Despite a 6-27 record through three seasons, Baldwin felt the team could turn a corner in his fourth year. Plenty of talented players would return, and the team’s GPA had steadily increased while drug and discipline problems under previous coaches had diminished. Nonetheless, the athletic director coldly informed him he would be fired. A frustrated Baldwin went higher, to President Ray Authement. “I went in and he had tears in his eyes. He said ‘Coach, I can’t explain, but I can’t take the pressure no more. I believe you’re gonna win the conference next year. I believe that, but I can’t take the pressure of you being an African-American coach.’ “

Baldwin added some administrators understand their boosters well enough to not risk rocking the boat with a black head coach. He recalled what Mike Garrett, a former athletic director of the University of Southern California, said at a black coaches’ clinic: “I would love to hire an African-American, but I can’t because of the pressure.”


Given these circumstances, Hill believes outside intervention, through the NCAA, is necessary to promote equity. “Currently, the bias that’s ingrained in the process does not do that.”

Hill recommends the NCAA mandate at least three things: a) a graduate assistant position added to each FBS football staff, to be filled only by minorities, that would eventually expand the pool of qualified minority coaching candidates; b) the formation of a year-round athletic advisory board consisting of five or six university “stakeholders” (i.e. administrators, trustees, faculty members, students, alumni and boosters) to diversify input during coach selections; c) that football programs interview one minority for each vacant head coaching position, as the NFL’s Rooney Rule requires.

“I’m not saying that you have to hire an African American. I’m just saying there are African Americans out there to be considered that are not being considered because of the color of their skin.”

Entering last fall, Arkansas was one of 84 Football Bowl Subdivision teams that hadn’t yet hired a black football head coach. Change may be coming. Taver Johnson had recently become the first black interim head coach in Razorbacks history before John L. Smith became head coach on Tuesday.
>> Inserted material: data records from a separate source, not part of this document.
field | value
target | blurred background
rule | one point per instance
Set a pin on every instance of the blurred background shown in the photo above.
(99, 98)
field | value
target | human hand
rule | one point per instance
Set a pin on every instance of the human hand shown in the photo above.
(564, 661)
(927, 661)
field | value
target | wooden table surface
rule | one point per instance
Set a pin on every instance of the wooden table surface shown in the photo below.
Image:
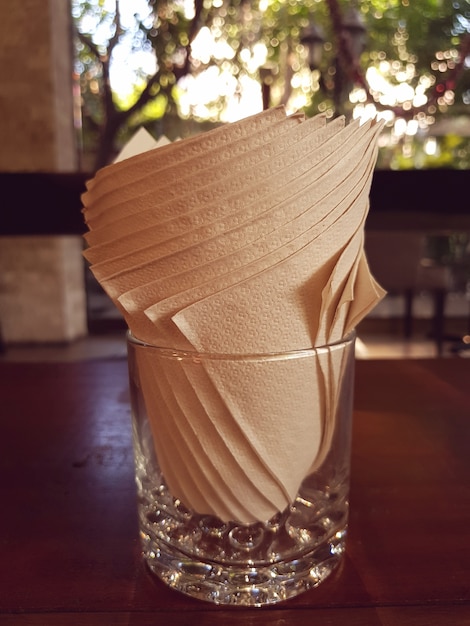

Moreover, two other blacks — defensive coordinator Paul Haynes and former offensive coordinator and current University of Alabama at Birmingham head coach Garrick McGee — also appeared to be in the running for the UA’s permanent head coaching gig. Together, the three men represented a strong chance the state’s largest sports program would experience a significant watershed moment.

Hill wants the hiring practices of athletic administrators to be more open. He doubts that will happen naturally.

Writer Evin Demirel, a University of Arkansas graduate, lives in North Little Rock.